Parmi ces victimes reposent cinq Compagnons de la Libération :

- Mohamed BEL HADJ (1904-1944) : engagé volontaire dans l’armée à Saïda en août 1923, il servit au Maroc pendant 4 ans. Affecté au Levant en septembre 1928,il prit part, au sein de l’armée de Vichy, à la campagne de Syrie contre les forces anglaises et gaullistes. En 1941, il choisit de déserter pour s’engager dans les Forces françaises libres. Promu adjudant en octobre 1941, il est affecté dès sa création à la 22e Compagnie Nord-africaine formée avec des tirailleurs nord-africains ralliés à la France libre. Il participa à la campagne de Libye, puis à celle d’Italie avant de débarquer en Provence où il prit part aux combats de libération de la Provence et de la vallée du Rhône. Pendant la campagne d’Alsace, il saute sur une mine en conduisant une patrouille dans le Bas-Rhin.

- Joseph DEMANGET (1908-1944) : garçon de café, il s’engagea dans l’armée en 1928 et fut envoyé en Indochine. Promu 1ère classe, il rentra en France en juin 1938 et partit pour le Maroc, puis le Levant. Répondant à l’appel du général de Gaulle, il passA en Palestine fin juin 1940 pour continuer le combat. Il prit part à la première campagne de Libye contre les Italiens de septembre 1940 à avril 1941 puis à la campagne de Syrie en juin 1941. Il combattit à Bir-Hakeim, puis à El-Alamein. Il rejoignit la Tunisie, puis ce fut la campagne d’Italie avant de débarquer en Provence en août 1944. Blessé d’une balle dans le bras lors de la Libération d’Hyères, il refusa de se laisser évacuer. Il prit part aux opérations de la vallée du Rhône puis à la campagne des Vosges. Pris dans une embuscade, Joseph Domenget tomba au ballon d’Alsace.

- Imre KOCSIS (1910-1944) : hongrois, il s’engagea en avril 1938 à la Légion étrangère. Il prit part à la campagne de Norvège en mai-juin 1940. Rapatrié en Angleterre avec le corps expéditionnaire français, il choisit de s’engager dans les Forces françaises libres. Il participa à l’opération de Dakar en septembre 1940, intervint au Cameroun, puis combattit en Syrie. Pendant la campagne de Libye, il se distingua lors des combats de Bir-Hakeim et d’El Alamein. Il débarqua en Italie, puis en Provence.Imre Kocsis fut alors tué par des éclats d’obus.

- Michel FAUL (1920-1945), qui combattit en Tunisie, en Italie puis en Provence avant de remonter pour libérer la France. Il trouva la mort en Alsace. Il fut inhumé au cimetière militaire d’Obernai, puis transféré en 1964 dans cette nécropole.

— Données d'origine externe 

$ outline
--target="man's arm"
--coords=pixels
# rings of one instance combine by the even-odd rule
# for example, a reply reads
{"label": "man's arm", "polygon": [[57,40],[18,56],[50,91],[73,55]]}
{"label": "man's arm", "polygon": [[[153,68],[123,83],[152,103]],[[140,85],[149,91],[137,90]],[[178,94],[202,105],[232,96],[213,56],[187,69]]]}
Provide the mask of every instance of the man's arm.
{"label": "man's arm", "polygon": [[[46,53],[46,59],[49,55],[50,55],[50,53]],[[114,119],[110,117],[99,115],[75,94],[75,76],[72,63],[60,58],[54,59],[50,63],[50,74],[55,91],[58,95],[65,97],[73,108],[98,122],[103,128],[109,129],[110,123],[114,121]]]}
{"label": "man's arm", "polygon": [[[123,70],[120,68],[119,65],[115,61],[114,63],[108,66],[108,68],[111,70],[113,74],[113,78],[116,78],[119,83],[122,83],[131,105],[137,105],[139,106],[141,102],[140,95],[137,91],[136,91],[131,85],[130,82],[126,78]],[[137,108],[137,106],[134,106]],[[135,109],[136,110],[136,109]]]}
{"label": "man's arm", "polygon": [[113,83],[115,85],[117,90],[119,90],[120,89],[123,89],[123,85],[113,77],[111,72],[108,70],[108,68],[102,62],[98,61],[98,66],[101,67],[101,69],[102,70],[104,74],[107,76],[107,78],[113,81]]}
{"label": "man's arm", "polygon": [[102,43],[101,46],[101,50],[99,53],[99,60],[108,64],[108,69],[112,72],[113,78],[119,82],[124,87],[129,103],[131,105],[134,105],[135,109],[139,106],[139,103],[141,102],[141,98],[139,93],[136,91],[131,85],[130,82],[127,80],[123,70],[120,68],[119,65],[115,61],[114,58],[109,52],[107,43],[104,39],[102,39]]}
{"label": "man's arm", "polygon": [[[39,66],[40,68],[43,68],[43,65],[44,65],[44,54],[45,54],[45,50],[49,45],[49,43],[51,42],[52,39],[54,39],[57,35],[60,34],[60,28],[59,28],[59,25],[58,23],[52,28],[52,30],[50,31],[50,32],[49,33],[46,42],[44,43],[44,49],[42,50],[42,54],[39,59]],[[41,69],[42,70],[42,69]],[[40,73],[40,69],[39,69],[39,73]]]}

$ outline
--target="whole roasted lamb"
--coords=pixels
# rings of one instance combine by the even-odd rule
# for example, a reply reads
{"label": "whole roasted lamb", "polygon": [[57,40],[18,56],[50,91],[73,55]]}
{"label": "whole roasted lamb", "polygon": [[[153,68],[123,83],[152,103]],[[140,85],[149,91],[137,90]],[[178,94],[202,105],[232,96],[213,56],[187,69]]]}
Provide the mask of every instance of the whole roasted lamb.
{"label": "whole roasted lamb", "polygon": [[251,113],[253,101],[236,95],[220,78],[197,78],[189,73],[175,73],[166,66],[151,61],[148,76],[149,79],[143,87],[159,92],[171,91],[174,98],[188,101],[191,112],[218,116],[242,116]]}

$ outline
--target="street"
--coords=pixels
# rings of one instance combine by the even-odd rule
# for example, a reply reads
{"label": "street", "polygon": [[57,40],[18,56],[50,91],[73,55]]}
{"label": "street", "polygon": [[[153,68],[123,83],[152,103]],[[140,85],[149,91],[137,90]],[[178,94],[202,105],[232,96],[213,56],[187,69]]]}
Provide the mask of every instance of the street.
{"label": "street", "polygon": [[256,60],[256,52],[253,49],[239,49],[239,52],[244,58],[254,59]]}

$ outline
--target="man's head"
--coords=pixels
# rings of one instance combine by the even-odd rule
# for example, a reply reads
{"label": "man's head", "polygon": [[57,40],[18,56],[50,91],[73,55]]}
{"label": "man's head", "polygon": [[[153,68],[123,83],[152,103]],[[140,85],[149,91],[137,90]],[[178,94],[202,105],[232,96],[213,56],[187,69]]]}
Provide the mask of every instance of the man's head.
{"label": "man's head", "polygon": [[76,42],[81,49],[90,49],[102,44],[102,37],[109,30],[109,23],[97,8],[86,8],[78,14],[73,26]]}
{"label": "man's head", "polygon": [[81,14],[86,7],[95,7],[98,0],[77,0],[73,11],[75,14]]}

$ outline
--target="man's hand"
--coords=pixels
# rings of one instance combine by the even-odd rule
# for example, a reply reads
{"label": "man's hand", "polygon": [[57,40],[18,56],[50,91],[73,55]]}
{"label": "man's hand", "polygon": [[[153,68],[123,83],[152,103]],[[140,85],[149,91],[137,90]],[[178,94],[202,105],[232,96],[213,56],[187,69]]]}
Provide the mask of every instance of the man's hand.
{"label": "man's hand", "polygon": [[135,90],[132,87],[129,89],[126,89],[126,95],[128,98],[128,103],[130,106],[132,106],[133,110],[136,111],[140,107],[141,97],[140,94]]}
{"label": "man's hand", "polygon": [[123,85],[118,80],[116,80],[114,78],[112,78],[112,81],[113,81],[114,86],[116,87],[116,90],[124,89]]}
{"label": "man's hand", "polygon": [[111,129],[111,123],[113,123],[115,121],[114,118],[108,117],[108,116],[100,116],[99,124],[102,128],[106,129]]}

- Alfred de SCHAMPHELAËRE (1915-1944), qui après avoir été envoyé en Norvège avec le Corps expéditionnaire français en avril 1940, entra dans la Résistance et servit en Afrique et au Moyen-Orient au sein d’une compagnie de char. Il prit part à la campagne de Libye et à la bataille d’El Alamein, puis participa à la campagne de Tripolitaine puis à celle de Tunisie. Il fut tué par un sniper allemand en Alsace. Inhumé dans le village d’Obenheim, il fut ultérieurement transféré dans cette nécropole.


Merci à Simon Tiron pour les photos.


[1Le plan final du film Indigènes de Rachid Bouchareb (2006) montre une vue aérienne de la nécropole.